Ahmar Zaman's photography will be shown at a number of venues this summer. Zaman is a local photographer who classifies his interest in photography as a hobby, but is finding an impressive measure of success as a local artist.
Zaman said that he first started taking pictures seriously last summer when he finally saved up enough money to buy a nice digital camera.
His only formal training was a course in digital photography that he took in high school, specifically to learn to use Photoshop. He remarked with surprise that he discovered that he actually enjoys taking photographs, and reminisced about his dad's old Kodak Polaroid cameras that he played with as a child. He credits these cameras with "first putting the idea into [his] head."
APRIL LINE/Sun-Gazette Correspondent
He won a photography contest online at "Je'taime, j'adore" with a fanciful candid photograph of three people.
As a naturally ambitious person, when he started to think about photography as a serious hobby he created a website and started to pursue local exhibition opportunities.
But, he said, "I don't think of myself as a professional photographer."
He is entirely self-promoted and exhibited for the first time at June's First Friday downtown. The show went well, according to Zaman.
"I honestly didn't think I'd sell a single thing," he said. "I used to think I'd be ecstatic if I broke even. Now I'm really close to breaking even - I just want to make enough money that I can keep doing it."
On the whole, however, he views his achievements as an artist with incredulity. He remarked often about how flattered he was by the compliments he got from the show at First Friday and about the surprise opportunity to do some commissioned work.
Zaman spoke with amusement about a particular quandary: The disconnect between what he prefers to photograph and what both circumstances of his endeavors and those of saleable art will allow.
He said he likes to photograph people the most, but he finds that people don't want to buy photographs of other people and that people generally don't want to be photographed, or if they do, they are displeased with the print.
He chuckled a bit when he said, "I had to resort to taking a lot of landscape photos and sadly, people like my landscape photos."
When pressed, he admits that he'd be ecstatic if his photography became successful enough that he could make it his profession, but he said, "people ask me why I don't take classes - I don't know, I want it to be separate from what I study. I think the reason I enjoy it is that I don't have to spend all my time learning about it; it's like an escape."

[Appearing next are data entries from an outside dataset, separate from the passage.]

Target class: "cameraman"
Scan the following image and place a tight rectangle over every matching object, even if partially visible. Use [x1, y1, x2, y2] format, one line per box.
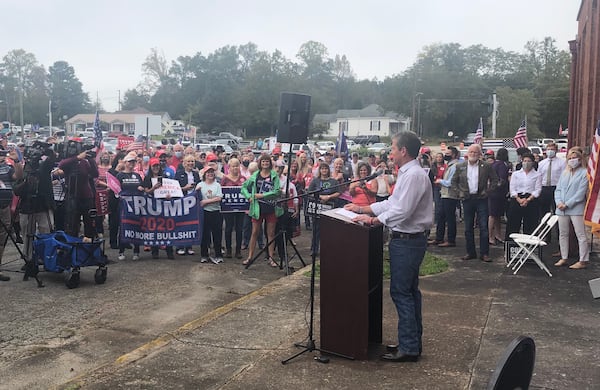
[13, 141, 56, 258]
[0, 150, 23, 282]
[58, 145, 98, 239]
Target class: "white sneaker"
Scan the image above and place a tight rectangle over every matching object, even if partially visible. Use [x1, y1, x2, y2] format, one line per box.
[211, 257, 223, 264]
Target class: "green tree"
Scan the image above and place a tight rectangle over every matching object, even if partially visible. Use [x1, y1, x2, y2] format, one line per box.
[496, 87, 543, 140]
[2, 49, 37, 126]
[48, 61, 93, 123]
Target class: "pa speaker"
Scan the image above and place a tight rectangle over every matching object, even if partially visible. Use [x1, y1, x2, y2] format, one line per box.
[277, 92, 310, 144]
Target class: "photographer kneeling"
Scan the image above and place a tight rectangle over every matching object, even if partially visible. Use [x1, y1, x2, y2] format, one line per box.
[13, 141, 56, 258]
[58, 141, 98, 239]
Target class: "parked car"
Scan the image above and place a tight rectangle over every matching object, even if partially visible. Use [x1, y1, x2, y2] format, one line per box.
[317, 141, 335, 154]
[554, 138, 569, 152]
[346, 139, 360, 150]
[367, 142, 391, 154]
[219, 131, 243, 142]
[352, 135, 381, 145]
[537, 138, 554, 149]
[212, 138, 238, 150]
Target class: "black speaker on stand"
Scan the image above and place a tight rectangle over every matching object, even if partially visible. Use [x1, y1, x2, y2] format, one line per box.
[277, 92, 310, 144]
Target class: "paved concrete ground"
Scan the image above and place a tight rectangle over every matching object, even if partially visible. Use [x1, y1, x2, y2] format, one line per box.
[52, 225, 600, 389]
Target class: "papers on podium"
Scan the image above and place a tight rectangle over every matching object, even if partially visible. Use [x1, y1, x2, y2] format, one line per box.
[321, 208, 362, 225]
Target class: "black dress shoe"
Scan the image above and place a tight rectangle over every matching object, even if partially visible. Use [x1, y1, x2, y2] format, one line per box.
[381, 351, 419, 363]
[481, 255, 492, 263]
[385, 344, 398, 352]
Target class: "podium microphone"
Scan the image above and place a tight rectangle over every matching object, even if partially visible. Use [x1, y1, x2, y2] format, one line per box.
[361, 169, 384, 181]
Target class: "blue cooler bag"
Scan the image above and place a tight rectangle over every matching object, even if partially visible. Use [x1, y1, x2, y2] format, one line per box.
[33, 231, 106, 272]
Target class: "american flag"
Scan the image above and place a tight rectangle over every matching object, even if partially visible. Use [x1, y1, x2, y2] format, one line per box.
[583, 120, 600, 235]
[335, 129, 348, 156]
[514, 120, 527, 148]
[473, 118, 483, 145]
[94, 110, 102, 148]
[587, 120, 600, 183]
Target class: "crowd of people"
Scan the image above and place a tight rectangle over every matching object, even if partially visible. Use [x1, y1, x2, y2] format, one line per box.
[0, 132, 589, 362]
[421, 143, 589, 269]
[0, 137, 404, 280]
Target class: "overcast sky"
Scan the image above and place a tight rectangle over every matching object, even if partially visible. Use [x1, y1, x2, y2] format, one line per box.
[0, 0, 581, 111]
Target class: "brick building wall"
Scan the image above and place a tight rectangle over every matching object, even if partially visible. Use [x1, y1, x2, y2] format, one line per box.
[568, 0, 600, 149]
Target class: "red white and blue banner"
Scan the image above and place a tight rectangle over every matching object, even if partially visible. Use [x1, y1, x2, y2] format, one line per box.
[119, 191, 204, 246]
[221, 186, 250, 213]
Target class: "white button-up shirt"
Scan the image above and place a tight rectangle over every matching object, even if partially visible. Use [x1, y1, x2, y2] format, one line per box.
[467, 160, 479, 195]
[371, 160, 433, 233]
[538, 157, 567, 186]
[510, 168, 542, 198]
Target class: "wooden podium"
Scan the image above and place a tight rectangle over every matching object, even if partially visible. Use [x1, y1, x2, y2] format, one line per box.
[320, 209, 383, 360]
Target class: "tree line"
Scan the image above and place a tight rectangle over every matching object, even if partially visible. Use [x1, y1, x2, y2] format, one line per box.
[0, 37, 570, 138]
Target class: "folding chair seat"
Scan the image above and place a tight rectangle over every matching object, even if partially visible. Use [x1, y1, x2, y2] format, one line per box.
[506, 212, 552, 267]
[509, 212, 552, 239]
[507, 215, 558, 276]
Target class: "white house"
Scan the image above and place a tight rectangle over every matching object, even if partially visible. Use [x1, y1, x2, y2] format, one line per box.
[313, 104, 410, 138]
[65, 109, 171, 136]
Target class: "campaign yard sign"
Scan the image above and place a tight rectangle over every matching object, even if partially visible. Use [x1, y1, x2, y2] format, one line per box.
[154, 177, 183, 199]
[221, 186, 250, 213]
[120, 192, 204, 246]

Officially, Zaman studies psychology and will be entering his senior year at Lycoming College in the fall. He is presently doing an internship in neuropsychology there.
The show at Community Theater League, 100 W. Third St., runs through June 27. In July, he'll be showing at Alabaster Coffee Roaster and Tea Co., 410 Pine St.
His show at the Community Arts Center, 220 W. Fourth St, in will begin on First Friday in August and will continue in the lobby for the rest of the month.